22. A pharmaceutical composition or food supplement according to claim 21 comprising combinations of the following Extracts of Picrorrhiza kurroa as hereinbefore described: Extracts 16 and 17; 17 and 33; 10 and 17; 30 and 33; 30 and 32; 32 and 33; 14 and 18; 17 and 18; and 17 and 54, and combinations of Extracts or compositions substantially similar to any of these combinations.

23. A pharmaceutical composition or food supplement according to claim 1 which gives an Assay score of 10% or greater in the neutrophil oxidative burst assay set out in section 3 herein.

24. A pharmaceutical composition or food supplement according to claim 1 which gives an Assay score of 50% or greater in the neutrophil oxidative burst assay set out in section 3 herein.

25. A pharmaceutical composition or food supplement according to claim 1 which further comprises an antioxidant which inhibits the activation of the NF-kB cascade and/or interferes with the arachidonic acid cascade.

26. A pharmaceutical composition according to claim 23 wherein the antioxidant which inhibits the activation of the NF-kB cascade and/or interferes with the arachidonic acid cascade is selected from apocynin or apocynin derivative or acetosyringenin.

27. A pharmaceutical composition or food supplement according to claim 1 obtained or obtainable by a method comprising the steps of:

a) reverse phase chromatography of natural Picrorrhiza kurroa; and

b) normal phase chromatography of the product of step (a) to remove (or lower the proportion of) component(s) of natural Picrorrhiza kurroa.

28. A pharmaceutical composition according to claim 27 wherein chromatography step (b) removes component(s) having log P of −2 or less or log P of greater than +5.

29. A pharmaceutical composition or food supplement according to claim 1 obtained or obtainable by a method which comprises a step of solvent extraction from the Ginkgo biloba or Picrorrhiza kurroa.

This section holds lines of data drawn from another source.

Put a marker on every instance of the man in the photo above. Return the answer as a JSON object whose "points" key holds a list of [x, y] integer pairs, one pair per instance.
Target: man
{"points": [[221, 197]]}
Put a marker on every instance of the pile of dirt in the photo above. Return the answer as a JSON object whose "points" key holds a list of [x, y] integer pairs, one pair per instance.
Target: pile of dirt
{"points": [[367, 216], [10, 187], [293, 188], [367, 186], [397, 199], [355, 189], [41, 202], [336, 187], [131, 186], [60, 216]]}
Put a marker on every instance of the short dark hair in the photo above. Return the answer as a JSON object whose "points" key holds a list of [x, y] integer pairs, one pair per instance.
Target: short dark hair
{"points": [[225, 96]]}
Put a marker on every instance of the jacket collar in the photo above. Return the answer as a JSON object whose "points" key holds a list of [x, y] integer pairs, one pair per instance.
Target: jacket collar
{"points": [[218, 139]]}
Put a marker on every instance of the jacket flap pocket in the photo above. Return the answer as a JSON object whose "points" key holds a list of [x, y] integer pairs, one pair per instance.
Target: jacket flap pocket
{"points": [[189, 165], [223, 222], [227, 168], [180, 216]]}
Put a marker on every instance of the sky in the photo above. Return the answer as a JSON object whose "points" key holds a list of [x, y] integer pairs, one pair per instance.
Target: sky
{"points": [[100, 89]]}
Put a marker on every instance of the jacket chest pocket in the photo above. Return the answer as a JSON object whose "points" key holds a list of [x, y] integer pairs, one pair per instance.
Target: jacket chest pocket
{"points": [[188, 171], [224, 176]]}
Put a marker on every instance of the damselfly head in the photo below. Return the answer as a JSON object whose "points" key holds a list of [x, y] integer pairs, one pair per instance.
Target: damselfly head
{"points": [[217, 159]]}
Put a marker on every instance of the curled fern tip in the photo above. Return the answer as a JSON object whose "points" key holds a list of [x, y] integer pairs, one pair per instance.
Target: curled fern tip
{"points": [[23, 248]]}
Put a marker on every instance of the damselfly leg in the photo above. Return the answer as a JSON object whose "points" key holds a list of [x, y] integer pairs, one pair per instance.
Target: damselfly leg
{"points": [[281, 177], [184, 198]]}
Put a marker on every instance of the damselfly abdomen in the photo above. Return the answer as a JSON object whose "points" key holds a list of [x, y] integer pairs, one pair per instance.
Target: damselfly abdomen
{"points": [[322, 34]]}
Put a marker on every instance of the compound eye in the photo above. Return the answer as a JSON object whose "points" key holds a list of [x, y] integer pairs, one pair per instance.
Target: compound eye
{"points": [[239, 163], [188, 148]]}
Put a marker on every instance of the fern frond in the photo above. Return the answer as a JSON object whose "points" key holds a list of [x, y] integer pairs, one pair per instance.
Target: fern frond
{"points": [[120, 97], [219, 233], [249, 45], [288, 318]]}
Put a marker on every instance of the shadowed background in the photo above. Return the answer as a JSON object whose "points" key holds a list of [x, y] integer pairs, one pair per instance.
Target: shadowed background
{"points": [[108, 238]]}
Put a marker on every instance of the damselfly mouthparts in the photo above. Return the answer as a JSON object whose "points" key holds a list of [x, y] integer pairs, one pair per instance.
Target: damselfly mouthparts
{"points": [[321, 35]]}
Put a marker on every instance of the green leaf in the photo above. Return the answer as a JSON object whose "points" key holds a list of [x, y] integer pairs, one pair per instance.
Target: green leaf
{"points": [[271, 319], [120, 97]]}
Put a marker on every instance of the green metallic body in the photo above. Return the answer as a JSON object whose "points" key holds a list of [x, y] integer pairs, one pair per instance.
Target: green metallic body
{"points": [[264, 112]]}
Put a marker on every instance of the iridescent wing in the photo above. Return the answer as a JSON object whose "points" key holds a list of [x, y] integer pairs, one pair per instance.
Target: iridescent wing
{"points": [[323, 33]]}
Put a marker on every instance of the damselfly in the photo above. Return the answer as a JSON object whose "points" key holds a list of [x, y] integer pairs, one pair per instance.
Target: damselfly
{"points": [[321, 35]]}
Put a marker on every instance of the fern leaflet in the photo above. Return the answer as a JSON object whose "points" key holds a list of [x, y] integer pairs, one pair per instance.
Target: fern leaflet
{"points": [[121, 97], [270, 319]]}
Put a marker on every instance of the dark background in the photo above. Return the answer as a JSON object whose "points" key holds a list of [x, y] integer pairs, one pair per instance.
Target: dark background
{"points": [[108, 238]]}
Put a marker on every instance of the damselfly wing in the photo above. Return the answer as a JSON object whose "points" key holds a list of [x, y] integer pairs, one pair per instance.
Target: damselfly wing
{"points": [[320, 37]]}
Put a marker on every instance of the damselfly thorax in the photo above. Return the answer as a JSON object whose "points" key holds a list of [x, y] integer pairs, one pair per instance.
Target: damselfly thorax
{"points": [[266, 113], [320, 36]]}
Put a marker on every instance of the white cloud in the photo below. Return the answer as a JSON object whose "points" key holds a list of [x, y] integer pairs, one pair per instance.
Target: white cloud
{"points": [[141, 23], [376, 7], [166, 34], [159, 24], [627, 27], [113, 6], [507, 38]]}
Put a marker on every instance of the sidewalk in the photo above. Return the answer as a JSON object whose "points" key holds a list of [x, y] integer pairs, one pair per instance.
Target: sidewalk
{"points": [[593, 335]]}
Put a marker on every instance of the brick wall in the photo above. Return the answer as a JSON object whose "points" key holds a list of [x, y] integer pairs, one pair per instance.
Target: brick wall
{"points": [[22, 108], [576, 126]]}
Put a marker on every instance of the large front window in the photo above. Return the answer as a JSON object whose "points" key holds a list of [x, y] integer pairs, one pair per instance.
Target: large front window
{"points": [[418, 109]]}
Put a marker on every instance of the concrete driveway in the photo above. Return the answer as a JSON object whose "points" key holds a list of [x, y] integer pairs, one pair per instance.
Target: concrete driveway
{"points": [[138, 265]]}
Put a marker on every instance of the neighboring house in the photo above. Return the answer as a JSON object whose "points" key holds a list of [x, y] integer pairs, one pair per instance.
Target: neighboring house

30. A pharmaceutical composition comprising

a mixture of apocynin or apocynin derivative and Ginkgo biloba which includes less of a component of natural Ginkgo biloba than the amount of that component present in natural Ginkgo biloba;

which Component, if isolated as a single species, gives a substantially negative result in a neutrophil oxidative burst assay.

31. A method of treatment of disease in a human or animal patient comprising a step of administration to the patient a pharmacologically active amount of a pharmaceutical composition according to claim 1.

32. A method according to claim 29 for the treatment or amelioration or relief of inflammatory disease.

33. The use of a mixture defined in claim 1 as a medicament, or in the manufacture of a medicament, for the treatment or amelioration or relief of inflammatory disease.